学术文献库

Neurons are the basic cells of the nervous system. During their growth neurons extend two types of processes: axons and dendrites, which navigate to other neurons and form complex neuronal networks that transmit electrical signals throughout the body. The basic process underlying the network formation is axonal growth, a process involving the extension of axons from the cell body towards target neurons. During growth axons sense their environment, process information, and respond to external stimuli by adapting their growth dynamics. Environmental stimuli include intercellular interactions, biochemical cues, and the mechanical and geometrical features of the growth substrate. Axonal dynamics is controlled both by deterministic components (tendency to grow in certain preferred directions imparted by surface properties), and a random deviation from these growth directions due to stochastic processes. Despite recent impressive advances in our understanding of how neurons grow and form functional connections, a fully quantitative description of axonal dynamics is still missing. In this paper, we present a review of our work on stochastic models.
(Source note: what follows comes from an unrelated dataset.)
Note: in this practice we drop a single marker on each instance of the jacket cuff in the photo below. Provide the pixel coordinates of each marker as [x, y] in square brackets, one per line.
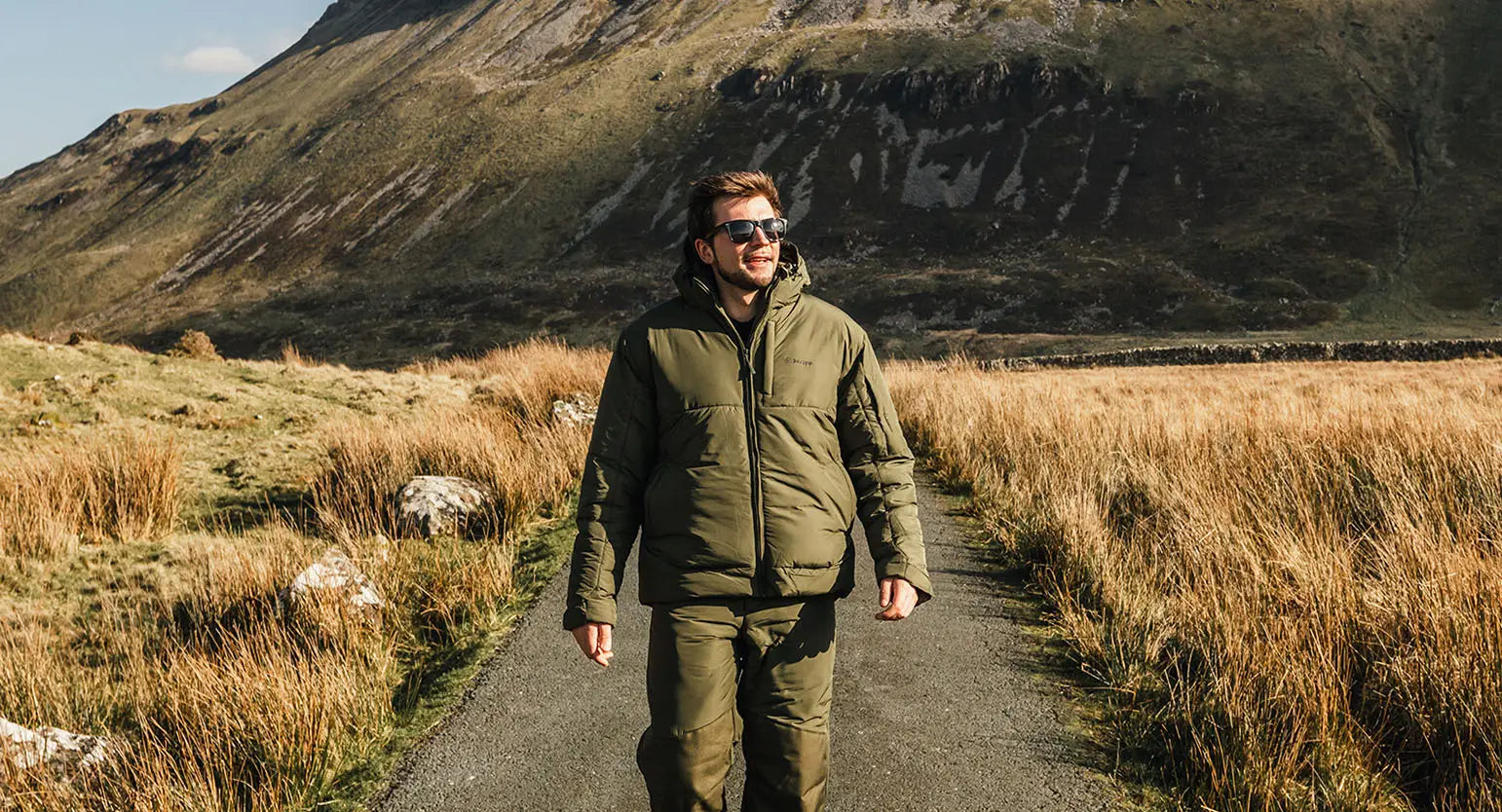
[590, 611]
[915, 575]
We show that Langevin and Fokker-Planck stochastic differential equations provide a powerful theoretical framework for describing how collective axonal dynamics and the formation of neuronal network emerge from biophysics of single neurons and their interactions. We combine this theoretical analysis with experimental data to extract key parameters of axonal growth: diffusion coefficients, speed and angular distributions, mean square displacements, and mechanical parameters describing the cell-substrate coupling. These results have important implications for our understanding of the fundamental mechanisms involved in the formation of functional neuronal networks, as well as for bioengineering novel scaffolds to promote nerve regeneration.